During my time at IMRE, we focused on developing different strategies to chemically upcycle waste plastics. Tapping into these underexplored resources—rather than sending them to landfills or incineration plants—can reduce our carbon footprint. If we continue our current levels of waste generation, Singapore’s only landfill, Pulau Semakau, is expected to be fully filled by 2035.
One issue is that non-biodegradable plastics, such as polyolefins, have strong C–C and C–H bonds that can’t be easily broken down by chemicals or enzymes. Our research at IMRE has shown a viable solution: we can transform these waste plastics into functional materials such as anti-fungal polymers and catalysts for biomass conversion, thereby giving them a new lease of life.
Tell us about your current work.
In the autumn of 2021, I joined Erwin Reisner’s group at the University of Cambridge’s Chemistry Department for my PhD studies. Despite being half the globe away from my sunny island home, I am exploring a topic close to my heart: solar energy.

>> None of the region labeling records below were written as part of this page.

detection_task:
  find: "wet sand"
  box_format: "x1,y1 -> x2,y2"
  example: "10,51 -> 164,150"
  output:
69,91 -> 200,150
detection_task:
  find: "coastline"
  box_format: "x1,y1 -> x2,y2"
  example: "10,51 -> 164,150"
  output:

Inspired by nature, my work revolves around developing photoelectrochemical devices to produce solar fuels. These devices mimic photosynthesis by coupling synthetic light absorbers with suitable catalysts to directly harness, convert and store solar energy in the form of chemical fuels—all using water or waste CO2 as starting materials. Those fuels can then be transported and used on demand to power fuel cell electric vehicles, like hydrogen-based ones, or produce commodity chemicals.
From solar panels on the rooftops of HDB flats to floating solar farms on the Tengeh Reservoir, there is an immense future potential for solar energy research in Singapore. My goal is to transition us away from existing precious metal or lead-based prototype devices and, through rational design, create high-performing standalone systems fully powered by sunlight.

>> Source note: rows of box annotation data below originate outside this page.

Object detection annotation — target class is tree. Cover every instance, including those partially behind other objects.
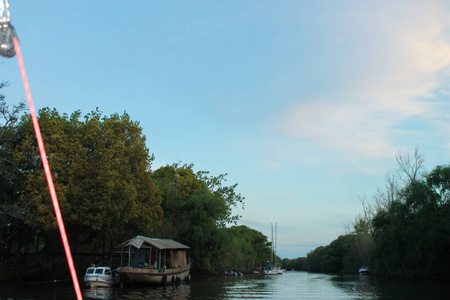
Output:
[10,108,161,262]
[371,166,450,276]
[152,164,244,271]
[0,81,28,260]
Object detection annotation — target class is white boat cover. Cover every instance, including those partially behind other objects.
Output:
[118,235,189,250]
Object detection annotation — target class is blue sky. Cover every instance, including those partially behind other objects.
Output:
[0,0,450,258]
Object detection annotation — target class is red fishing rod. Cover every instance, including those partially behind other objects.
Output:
[0,0,83,300]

What excites you about your journey ahead?
Singapore’s dynamic, progressive and ever-changing research landscape. That vibrant ecosystem is essential for exploring new ideas and forming collaborations. A*STAR also provides a good platform for conducting interdisciplinary work as it oversees a diverse talent pool that spans 17 different research institutes.
Speaking with friends of various nationalities, I realized how fortunate we are to have extensive funding for R&D, with A*STAR and local universities housing state-of-the-art equipment for cutting-edge research. In the near future, I hope to apply the skills I’ve learnt abroad to the Singaporean context and contribute in unique ways.

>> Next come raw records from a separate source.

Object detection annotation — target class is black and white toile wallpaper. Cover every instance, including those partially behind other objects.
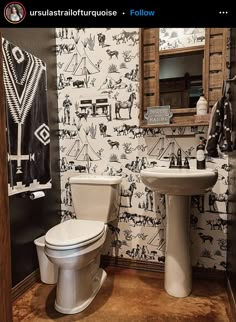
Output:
[56,28,229,270]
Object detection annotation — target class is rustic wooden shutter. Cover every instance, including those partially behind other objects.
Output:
[139,28,159,126]
[203,28,228,107]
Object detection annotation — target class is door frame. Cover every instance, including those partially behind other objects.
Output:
[0,33,12,322]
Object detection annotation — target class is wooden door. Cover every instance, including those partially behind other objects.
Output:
[0,33,12,322]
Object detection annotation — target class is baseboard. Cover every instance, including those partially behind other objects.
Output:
[227,277,236,322]
[11,269,40,302]
[101,255,226,280]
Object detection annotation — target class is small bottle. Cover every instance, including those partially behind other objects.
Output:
[196,91,208,115]
[197,140,206,169]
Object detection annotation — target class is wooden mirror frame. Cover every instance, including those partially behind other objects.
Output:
[139,28,228,128]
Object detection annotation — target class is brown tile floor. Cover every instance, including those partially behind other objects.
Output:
[13,267,231,322]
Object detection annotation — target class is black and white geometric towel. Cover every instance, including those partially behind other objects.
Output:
[2,39,52,195]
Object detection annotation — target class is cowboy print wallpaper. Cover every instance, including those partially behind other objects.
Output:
[56,28,229,270]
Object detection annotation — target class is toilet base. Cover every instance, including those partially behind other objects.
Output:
[54,268,107,314]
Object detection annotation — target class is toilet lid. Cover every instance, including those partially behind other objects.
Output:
[45,219,105,247]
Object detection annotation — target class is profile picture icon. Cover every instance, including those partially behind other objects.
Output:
[4,2,26,24]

Beyond research, I believe it’s also important to pay it forward and mentor the next generation of budding scientists during my deployment. The A*STAR scholarships allowed me to pursue world-class education both locally and abroad without financial worries, providing opportunities to work under scientists with different mentoring styles. From revising my first manuscript to tagging along for departmental seminars, these experiences have shaped my scientific perspective and prepared me well to embark on a PhD degree.
What advice would you give those pursuing similar STEM journeys?
I would like to share a quote by the late Stephen Hawking, a British physicist and cosmologist: “Science is not only a disciple of reason but, also, one of romance and passion.” Research is indeed an arduous but rewarding journey because you are stepping into the unknown, constantly adapting and always learning something new.
I had a tough start to my PhD, given that it was my first foray into optoelectronics and electrochemistry; I spent countless nights troubleshooting in the lab. I do remember my excitement when I finally made my first working device—I immediately fabricated at least three more copies to assure myself that I wasn’t dreaming!
It’s always the darkest before dawn, but find the burning passion within yourself to stay motivated even when you’re at your lowest. Along the way, do reach out and seek support from your principal investigator and lab mates; their fresh perspectives will help you grow and mature as a scientist.